The main purpose of the first ever U.S. space station Skylab was in order to prove beyond any reasonable doubts that people could work and live in space for a long period of time. In Skylab, astronauts had the liberty of not having to wear spacesuits all the time unlike in previous time where such an occurrence would have led to serious health complications. In Skylab, extensive studies were carried out particularly on ho well human life adapted to space life as well as the collection of data for earth and solar research. This laid the background for the studies on microgravity that tried to analyze why objects behave differently in the absence of gravity. In 1981, there was space navigation through the use of the new space vehicle known as the space travel. This space vehicle allowed astronauts to live and work in space. This led to even greater developments in the field of astronomy where the space vehicle could be used to study the overall effects of space flights on humans, animals and plants.

There was also the space station Mir that depicted international cooperation in terms of space navigation due to its occupation by both the U.S. and the Soviet astronauts. The next major development in space navigation was the creation of the International Space Station (ISS). This is considered as one of the largest scientific collaboration in history since such a project could not be handled by one country singlehandedly. This extensive and involving scientific project incorporated the scientific expertise and resource contribution of sixteen different countries that are the United States, Canada, Brazil, Russia, Belgium, France, Germany, Netherlands, Japan, United Kingdom, Switzerland, Sweden, Spain, Italy, Norway and Denmark.

The station was completed in 2004 and involved an estimated forty five space stations to ensure its successful completion. The International Space Station has over 100 components bearing different names in accordance to the country of developments. A practical example of this is that the U.S. has two modules known as Unity and Destiny. Russia on the other hand has a component known as Zarya meaning sunrise. Astronauts form different countries are expected to live and work in this space station leading to further developments in the world of space program sand navigation.
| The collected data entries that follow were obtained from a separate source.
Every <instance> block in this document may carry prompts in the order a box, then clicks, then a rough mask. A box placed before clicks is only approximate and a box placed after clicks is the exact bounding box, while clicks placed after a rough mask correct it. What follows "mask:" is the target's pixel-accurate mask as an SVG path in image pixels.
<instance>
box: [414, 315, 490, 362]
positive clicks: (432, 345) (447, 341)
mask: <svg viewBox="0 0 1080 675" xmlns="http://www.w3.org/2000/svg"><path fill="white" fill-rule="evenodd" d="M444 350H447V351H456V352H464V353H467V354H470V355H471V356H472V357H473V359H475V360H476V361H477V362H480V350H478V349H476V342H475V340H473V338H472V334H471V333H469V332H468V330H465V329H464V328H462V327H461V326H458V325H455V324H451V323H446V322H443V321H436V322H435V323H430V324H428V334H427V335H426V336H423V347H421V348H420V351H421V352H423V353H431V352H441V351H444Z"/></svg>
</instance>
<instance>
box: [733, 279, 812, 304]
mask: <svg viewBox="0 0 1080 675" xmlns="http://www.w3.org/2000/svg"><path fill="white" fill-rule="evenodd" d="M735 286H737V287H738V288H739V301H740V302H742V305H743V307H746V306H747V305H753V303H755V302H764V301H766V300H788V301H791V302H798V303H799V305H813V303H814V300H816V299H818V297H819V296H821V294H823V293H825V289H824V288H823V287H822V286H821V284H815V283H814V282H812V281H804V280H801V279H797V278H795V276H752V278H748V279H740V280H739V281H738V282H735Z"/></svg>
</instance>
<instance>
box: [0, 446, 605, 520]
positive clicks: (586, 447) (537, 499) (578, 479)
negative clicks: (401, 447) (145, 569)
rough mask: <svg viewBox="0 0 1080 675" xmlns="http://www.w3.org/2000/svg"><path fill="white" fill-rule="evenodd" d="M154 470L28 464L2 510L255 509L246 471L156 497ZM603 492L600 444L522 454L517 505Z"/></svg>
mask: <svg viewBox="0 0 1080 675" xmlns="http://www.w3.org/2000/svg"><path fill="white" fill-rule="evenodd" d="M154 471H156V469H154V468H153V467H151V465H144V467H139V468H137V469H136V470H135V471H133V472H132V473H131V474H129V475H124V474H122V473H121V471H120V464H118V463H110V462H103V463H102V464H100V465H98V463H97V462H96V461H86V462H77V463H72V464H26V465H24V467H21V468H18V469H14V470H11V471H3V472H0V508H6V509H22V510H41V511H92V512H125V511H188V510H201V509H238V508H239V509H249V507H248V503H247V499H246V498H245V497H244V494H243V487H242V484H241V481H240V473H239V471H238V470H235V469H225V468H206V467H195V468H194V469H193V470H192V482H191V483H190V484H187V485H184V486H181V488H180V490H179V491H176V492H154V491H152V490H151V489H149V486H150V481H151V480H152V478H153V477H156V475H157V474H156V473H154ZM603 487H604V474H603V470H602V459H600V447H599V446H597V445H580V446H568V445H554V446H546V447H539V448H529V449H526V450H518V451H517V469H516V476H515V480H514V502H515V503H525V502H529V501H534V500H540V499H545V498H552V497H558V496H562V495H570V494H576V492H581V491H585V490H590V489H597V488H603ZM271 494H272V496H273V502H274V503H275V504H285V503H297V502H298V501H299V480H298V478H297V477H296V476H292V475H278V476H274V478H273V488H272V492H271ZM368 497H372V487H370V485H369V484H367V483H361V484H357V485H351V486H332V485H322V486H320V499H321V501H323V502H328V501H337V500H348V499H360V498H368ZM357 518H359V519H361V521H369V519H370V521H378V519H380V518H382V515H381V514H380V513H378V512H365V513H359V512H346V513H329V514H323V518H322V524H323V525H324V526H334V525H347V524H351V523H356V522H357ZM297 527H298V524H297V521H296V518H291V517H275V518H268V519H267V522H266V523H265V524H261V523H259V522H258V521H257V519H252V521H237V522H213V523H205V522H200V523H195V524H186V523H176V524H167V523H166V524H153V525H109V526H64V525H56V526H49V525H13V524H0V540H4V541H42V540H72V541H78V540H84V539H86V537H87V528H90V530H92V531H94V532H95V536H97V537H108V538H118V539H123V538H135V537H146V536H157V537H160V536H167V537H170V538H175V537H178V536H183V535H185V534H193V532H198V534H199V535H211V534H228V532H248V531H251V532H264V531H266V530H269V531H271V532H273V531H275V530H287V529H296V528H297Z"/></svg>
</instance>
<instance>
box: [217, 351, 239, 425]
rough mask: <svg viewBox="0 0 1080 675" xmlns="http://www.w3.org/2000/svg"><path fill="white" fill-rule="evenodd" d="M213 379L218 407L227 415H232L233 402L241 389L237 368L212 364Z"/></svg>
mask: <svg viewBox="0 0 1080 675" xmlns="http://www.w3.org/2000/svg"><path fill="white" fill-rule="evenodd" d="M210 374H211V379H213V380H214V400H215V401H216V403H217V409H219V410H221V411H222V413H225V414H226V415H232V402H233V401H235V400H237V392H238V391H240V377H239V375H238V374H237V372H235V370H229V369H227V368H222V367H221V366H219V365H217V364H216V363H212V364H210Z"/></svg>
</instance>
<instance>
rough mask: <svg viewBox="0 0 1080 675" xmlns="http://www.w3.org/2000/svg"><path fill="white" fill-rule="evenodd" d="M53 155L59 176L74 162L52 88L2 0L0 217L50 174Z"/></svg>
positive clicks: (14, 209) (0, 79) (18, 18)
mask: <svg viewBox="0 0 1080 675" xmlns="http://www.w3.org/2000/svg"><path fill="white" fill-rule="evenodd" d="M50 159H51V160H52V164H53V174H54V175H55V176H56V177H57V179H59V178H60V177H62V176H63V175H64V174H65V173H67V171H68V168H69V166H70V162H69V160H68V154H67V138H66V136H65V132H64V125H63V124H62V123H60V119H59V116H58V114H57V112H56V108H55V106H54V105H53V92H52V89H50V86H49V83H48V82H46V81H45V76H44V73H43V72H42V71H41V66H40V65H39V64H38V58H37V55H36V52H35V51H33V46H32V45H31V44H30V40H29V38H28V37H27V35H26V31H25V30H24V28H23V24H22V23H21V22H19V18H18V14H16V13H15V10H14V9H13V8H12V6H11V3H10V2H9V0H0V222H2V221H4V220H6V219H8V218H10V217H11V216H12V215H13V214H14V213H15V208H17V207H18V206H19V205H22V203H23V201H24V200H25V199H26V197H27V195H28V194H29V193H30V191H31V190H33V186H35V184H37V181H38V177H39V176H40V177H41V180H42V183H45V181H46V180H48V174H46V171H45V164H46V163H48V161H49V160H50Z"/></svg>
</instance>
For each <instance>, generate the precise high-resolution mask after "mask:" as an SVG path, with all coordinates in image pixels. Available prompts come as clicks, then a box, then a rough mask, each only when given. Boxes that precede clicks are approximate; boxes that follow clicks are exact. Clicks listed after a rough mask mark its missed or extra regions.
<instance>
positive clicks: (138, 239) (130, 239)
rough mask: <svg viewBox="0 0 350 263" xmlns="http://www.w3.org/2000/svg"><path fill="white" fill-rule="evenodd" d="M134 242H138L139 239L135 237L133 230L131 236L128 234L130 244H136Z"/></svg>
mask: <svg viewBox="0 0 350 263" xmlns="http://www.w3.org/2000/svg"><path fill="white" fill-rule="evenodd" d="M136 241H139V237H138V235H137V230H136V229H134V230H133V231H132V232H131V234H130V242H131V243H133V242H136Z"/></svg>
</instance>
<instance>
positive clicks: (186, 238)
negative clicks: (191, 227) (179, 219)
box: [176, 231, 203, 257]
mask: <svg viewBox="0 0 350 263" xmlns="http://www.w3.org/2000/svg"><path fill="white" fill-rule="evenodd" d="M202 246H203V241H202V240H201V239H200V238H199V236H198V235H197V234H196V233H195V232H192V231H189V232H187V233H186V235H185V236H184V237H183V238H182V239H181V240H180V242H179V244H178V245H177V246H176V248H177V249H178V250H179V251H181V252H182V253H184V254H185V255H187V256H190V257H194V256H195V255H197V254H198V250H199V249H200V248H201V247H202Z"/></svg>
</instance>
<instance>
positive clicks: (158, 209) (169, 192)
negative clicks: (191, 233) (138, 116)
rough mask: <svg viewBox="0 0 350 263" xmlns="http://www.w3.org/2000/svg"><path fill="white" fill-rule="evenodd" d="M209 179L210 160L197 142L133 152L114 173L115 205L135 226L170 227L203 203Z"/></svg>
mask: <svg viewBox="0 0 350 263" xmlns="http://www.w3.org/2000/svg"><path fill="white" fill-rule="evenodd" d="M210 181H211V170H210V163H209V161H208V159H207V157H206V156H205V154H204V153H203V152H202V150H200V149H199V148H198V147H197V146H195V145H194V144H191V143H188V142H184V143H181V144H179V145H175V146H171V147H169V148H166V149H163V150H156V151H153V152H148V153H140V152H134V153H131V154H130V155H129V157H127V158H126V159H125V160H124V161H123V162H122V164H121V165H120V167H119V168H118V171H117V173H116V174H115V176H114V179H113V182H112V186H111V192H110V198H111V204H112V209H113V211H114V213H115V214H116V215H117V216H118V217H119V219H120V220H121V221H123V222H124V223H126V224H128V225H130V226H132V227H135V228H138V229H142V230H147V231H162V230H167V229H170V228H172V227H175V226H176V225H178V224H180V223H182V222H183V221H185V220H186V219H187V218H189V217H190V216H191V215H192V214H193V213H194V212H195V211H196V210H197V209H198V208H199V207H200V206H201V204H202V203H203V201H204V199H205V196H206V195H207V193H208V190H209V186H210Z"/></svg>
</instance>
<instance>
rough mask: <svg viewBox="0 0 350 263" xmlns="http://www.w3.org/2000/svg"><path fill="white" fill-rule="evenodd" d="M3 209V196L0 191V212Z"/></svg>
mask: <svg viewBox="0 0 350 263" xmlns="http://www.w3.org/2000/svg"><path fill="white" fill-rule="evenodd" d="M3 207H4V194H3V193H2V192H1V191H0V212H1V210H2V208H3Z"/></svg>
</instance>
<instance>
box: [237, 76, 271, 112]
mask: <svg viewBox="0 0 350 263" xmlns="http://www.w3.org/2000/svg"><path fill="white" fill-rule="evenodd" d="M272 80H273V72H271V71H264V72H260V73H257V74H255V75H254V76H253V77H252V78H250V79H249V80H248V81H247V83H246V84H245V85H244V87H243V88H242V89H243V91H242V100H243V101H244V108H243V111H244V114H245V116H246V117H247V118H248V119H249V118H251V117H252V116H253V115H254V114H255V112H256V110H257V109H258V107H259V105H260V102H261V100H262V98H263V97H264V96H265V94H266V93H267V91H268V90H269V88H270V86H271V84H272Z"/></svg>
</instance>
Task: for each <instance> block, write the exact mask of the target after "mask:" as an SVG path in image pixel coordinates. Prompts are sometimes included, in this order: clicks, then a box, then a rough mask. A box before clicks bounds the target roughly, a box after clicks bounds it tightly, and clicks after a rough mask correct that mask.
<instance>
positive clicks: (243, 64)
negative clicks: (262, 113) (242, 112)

Since its inception, NASA has achieved great achievement in terms of scientific and technological advances. Some of the greatest NASA's technologies have been incorporated and adapted by various non-aerospace and other private space programs due to the high standard in terms of innovativeness and application. NASA has over the years remained a force to reckon with in the field of scientific research as well as leading the increased public interest in aerospace exploration.  In a more general context, space exploration has changed the general perception with respect to the universe as well as demonstrating that humans are well placed in achieving the much perceived unachievable feats. The tremendous technical and scientific accomplishments in space programs have made us realize that the earth is just a tiny blue marble in the cosmos.